Nahrungsmittelunverträglichkeiten im Sinne von Antikörperreaktionen gegen Nahrungsmittelproteine lagen bei der Patientin nicht vor. Es gab keine Unfälle in der Vorgeschichte und auch die osteopathische Untersuchung war unspektakulär. Ich erklärte ihr, dass ihre Ernährungsgewohnheiten, ihr Körpergewicht und ihre Kopfschmerzsymptome stark auf eine Kohlenhydratunverträglichkeit schließen ließen.
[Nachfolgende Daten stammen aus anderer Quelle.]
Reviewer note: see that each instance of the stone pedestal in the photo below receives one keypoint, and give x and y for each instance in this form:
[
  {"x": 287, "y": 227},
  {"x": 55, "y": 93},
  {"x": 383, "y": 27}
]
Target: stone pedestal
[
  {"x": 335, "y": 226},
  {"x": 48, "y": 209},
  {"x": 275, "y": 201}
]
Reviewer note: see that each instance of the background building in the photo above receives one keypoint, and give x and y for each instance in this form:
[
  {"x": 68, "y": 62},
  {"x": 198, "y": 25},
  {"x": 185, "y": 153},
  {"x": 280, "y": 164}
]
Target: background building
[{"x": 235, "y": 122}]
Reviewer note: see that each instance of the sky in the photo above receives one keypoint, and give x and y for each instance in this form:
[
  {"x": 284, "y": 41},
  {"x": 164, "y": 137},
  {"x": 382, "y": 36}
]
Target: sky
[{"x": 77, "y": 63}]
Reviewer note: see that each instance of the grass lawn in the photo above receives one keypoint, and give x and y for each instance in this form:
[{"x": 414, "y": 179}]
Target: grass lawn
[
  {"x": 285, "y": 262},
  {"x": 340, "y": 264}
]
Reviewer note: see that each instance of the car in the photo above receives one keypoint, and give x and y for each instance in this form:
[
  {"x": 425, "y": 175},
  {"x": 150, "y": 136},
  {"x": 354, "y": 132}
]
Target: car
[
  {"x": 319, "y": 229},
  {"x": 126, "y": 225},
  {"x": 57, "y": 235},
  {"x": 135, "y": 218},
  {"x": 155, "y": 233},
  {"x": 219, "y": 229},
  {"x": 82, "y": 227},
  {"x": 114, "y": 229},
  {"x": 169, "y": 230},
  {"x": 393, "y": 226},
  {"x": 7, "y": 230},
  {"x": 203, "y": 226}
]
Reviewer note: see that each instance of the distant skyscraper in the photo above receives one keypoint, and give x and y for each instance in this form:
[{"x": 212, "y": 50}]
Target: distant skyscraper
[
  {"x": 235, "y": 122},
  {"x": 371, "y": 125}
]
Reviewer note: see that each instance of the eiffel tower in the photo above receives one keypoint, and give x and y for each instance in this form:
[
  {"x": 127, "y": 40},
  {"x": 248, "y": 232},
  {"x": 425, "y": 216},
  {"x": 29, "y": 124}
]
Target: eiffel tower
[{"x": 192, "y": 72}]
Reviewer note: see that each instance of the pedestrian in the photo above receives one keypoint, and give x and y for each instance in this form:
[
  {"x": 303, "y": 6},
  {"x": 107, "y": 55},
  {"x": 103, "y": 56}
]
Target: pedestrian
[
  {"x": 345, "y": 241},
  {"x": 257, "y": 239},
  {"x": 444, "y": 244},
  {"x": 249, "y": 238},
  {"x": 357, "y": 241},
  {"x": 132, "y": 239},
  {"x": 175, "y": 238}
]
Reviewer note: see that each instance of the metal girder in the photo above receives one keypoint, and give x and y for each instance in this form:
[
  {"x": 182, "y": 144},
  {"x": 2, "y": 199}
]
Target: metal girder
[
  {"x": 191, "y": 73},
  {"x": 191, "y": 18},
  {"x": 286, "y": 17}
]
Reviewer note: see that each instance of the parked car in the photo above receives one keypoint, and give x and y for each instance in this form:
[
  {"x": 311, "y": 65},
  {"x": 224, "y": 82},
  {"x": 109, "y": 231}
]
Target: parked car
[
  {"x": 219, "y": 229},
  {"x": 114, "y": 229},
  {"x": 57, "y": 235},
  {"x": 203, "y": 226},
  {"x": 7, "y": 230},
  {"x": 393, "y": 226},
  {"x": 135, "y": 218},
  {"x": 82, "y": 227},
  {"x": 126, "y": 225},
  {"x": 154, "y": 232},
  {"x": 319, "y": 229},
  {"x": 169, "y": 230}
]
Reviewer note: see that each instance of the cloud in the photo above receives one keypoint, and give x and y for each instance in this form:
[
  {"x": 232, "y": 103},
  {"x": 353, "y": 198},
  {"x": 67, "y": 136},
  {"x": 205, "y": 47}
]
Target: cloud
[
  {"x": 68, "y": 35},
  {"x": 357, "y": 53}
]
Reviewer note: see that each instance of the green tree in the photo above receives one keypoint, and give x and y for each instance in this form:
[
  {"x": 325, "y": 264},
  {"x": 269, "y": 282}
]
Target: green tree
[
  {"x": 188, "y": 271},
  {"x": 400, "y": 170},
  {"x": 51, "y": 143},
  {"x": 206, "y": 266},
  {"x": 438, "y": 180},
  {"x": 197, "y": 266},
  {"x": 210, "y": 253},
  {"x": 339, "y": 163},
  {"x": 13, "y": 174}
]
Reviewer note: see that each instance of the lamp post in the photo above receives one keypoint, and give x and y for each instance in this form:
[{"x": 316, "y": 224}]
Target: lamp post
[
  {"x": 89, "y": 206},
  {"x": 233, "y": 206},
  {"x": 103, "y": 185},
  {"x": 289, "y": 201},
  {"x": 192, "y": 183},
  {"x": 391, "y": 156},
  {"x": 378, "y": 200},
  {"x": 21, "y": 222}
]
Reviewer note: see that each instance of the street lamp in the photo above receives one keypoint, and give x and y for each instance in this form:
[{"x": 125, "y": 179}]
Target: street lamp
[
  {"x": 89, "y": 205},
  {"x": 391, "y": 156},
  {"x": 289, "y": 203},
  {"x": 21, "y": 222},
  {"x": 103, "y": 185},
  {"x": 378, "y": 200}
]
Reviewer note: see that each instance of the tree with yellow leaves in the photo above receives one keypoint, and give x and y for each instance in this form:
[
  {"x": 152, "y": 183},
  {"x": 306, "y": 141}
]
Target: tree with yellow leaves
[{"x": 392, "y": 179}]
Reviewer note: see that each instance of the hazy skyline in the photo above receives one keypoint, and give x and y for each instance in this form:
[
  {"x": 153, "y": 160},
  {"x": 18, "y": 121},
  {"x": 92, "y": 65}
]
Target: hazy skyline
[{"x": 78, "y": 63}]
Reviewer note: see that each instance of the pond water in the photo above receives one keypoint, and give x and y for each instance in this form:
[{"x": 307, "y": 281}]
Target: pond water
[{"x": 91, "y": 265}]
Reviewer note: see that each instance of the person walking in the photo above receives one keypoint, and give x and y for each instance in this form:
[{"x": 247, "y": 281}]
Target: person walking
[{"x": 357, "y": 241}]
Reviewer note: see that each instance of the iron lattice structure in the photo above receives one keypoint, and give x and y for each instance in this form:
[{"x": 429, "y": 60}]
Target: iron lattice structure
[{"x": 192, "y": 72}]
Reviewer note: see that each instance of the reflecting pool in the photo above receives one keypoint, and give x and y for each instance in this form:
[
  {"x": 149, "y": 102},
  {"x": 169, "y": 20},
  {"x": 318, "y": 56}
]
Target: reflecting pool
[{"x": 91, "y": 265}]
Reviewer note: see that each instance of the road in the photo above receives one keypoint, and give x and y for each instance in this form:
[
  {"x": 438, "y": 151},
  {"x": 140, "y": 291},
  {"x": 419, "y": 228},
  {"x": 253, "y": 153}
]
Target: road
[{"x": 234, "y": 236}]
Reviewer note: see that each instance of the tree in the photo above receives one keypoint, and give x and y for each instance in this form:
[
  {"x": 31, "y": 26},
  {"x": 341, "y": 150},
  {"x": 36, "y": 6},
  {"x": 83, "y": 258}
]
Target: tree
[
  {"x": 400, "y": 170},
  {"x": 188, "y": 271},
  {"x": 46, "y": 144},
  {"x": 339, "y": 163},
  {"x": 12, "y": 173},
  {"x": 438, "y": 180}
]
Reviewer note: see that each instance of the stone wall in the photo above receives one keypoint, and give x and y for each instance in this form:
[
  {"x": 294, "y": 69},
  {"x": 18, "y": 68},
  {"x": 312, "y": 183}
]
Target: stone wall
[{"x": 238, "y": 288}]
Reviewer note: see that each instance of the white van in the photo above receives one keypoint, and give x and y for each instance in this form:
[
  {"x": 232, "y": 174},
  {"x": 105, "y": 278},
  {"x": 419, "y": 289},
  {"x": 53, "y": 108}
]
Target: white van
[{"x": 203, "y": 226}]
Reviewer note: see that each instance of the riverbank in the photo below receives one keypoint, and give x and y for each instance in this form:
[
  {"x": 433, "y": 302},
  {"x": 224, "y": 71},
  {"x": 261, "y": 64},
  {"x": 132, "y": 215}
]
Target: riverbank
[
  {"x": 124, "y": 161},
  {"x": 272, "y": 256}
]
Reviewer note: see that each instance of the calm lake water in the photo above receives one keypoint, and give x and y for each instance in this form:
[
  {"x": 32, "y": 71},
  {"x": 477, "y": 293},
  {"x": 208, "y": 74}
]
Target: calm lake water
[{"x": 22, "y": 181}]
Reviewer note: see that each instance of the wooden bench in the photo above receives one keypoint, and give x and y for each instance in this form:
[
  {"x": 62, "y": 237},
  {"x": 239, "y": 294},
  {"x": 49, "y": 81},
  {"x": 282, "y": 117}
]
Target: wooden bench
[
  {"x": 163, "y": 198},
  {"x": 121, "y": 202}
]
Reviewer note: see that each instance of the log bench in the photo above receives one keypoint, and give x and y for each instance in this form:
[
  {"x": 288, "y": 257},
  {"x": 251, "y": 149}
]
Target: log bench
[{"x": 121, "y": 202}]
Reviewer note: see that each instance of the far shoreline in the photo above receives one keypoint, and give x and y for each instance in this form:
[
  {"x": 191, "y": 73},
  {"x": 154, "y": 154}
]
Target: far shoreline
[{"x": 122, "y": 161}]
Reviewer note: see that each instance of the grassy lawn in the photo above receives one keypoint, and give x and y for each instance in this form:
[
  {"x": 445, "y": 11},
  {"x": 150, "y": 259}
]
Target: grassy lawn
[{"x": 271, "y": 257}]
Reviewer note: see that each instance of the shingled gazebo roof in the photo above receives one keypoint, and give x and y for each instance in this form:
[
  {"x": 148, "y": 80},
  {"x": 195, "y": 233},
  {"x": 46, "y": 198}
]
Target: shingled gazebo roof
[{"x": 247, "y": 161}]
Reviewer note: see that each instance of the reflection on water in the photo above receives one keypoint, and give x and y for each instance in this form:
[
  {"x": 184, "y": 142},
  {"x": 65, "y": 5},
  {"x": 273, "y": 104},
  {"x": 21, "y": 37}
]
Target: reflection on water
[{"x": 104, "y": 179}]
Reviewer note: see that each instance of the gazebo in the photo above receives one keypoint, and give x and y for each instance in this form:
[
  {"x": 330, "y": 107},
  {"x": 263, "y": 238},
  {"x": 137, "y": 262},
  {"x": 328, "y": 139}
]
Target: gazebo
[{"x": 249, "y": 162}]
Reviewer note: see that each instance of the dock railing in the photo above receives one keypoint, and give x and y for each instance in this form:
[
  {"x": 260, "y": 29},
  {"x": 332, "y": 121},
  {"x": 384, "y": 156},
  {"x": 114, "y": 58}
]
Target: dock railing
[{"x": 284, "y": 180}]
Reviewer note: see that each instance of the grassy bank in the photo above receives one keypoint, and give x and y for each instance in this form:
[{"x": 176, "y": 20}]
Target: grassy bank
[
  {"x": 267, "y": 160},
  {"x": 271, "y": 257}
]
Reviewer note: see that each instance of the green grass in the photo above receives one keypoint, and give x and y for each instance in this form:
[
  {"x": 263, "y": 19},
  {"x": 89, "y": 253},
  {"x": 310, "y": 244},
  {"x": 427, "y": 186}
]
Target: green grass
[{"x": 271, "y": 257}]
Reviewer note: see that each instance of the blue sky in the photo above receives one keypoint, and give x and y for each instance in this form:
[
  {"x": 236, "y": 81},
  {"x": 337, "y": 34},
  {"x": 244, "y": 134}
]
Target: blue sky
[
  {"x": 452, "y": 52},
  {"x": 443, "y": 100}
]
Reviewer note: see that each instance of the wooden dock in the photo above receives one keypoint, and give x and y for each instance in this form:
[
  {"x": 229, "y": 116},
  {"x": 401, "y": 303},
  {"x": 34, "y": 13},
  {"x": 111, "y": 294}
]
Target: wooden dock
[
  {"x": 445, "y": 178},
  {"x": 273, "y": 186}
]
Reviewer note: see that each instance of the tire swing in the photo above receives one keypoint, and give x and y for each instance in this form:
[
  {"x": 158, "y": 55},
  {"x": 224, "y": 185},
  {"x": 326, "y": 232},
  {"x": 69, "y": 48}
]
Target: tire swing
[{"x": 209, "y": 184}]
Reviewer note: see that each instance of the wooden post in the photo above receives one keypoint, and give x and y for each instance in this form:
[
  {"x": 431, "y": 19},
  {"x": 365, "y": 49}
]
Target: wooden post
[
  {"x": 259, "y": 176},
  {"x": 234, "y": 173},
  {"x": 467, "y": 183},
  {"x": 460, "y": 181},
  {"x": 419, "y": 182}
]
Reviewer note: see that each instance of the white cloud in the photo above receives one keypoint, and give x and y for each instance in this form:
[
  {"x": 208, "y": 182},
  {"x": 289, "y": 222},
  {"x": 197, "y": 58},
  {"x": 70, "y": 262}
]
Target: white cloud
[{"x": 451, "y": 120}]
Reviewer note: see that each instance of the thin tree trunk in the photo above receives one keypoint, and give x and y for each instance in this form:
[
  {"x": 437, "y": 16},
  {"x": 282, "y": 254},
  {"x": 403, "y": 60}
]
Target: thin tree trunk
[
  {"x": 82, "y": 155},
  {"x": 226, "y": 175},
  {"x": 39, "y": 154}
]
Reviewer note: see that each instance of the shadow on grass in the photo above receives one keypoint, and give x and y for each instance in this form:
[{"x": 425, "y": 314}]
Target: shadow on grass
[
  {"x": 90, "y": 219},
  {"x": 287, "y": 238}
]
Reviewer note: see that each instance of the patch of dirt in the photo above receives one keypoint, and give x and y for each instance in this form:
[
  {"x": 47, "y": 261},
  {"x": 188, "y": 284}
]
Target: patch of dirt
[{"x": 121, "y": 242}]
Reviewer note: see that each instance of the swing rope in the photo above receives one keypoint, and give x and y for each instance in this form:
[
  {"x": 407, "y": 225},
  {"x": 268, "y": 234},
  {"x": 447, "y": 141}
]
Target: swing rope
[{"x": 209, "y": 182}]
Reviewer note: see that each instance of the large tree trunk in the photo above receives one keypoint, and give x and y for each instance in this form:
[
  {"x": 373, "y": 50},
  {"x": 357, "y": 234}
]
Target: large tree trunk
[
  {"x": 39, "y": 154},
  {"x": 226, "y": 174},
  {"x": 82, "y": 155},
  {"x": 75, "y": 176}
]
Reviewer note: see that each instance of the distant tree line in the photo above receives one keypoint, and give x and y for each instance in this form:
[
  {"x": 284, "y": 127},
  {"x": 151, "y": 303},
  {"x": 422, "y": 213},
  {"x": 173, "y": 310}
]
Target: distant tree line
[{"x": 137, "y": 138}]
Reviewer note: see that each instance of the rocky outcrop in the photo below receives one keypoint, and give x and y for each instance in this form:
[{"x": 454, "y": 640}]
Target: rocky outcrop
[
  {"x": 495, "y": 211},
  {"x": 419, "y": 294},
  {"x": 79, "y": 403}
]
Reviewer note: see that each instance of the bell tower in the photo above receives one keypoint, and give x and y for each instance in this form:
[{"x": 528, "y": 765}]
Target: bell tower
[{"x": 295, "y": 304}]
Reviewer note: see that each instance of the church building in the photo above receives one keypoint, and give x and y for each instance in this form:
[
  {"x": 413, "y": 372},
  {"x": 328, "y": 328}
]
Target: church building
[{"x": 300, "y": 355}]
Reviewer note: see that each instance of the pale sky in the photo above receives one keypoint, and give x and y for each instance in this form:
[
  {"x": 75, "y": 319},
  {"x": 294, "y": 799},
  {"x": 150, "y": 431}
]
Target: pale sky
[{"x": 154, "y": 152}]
Um dieses Phänomen zu verstehen, machen wir einen kleinen Ausflug in die Steinzeit. Bis vor etwa 5000 Jahren ernährten sich die Menschen als Jäger und Sammler im Wesentlichen von Fleisch, Fett, Fisch, Wurzeln, Beeren etc. Es gab kein Getreide und keinen raffinierten Zucker und somit keine schnell verbrennbaren Kohlenhydrate. Wenn nun ein genetisch derartig ausgestatteter Mensch plötzlich Zucker oder Getreide zu sich nimmt, ohne gleichzeitig ausreichend Fette zu essen, steigt der Blutzuckerspiegel sehr schnell an und fällt genauso schnell wieder ab. In Erwartung eines anhaltenden hohen Blutzuckers werden enorme Mengen an Insulin ausgeschüttet, um den Zucker abzubauen. Das Resultat ist eine Unterzuckerung, da der Blutzucker unter das Ausgangsniveau fällt. Im Hirnstamm gibt es eine Kontroll- und Messinstanz, die dafür sorgt, dass grundlegende, lebenswichtige Blutwerte wie Sauerstoffgehalt, Blutzucker und Flüssigkeitsmenge in bestimmten Grenzen gehalten werden. Fällt nun der Blutzuckerwert plötzlich stark ab, wird in diesem Zentrum Alarm geschlagen. Das aktiviert den Migränegenerator im Hirnstamm sowie den Trigeminusnerv und kann zu Veränderungen des Durchmessers der Hirngefäße führen. Der Migräneanfall kann dadurch ausgelöst werden. Dieser Vorgang läuft vor allem an Wochenenden und in Entspannungsphasen nach Stress ab, da in diesen Phasen der Cortisonspiegel, der in Stresszeiten den Blutzuckerspiegel hochhält, stark absinkt.

Es war nicht einfach, die Ernährungsgewohnheiten der Patientin völlig umzustellen. Sie sollte gute Fette wie Butter, Sahne und Pflanzenöle zu sich zu nehmen, auf konzentrierte Süßigkeiten verzichten und Zeiten der Unterzuckerung vermeiden. Da ihre Bemühungen schon bald durch immer länger werdende Intervalle ohne Migräne belohnt wurden, gelang es mir nach vier Monaten die Patientin völlig migränefrei zu bekommen.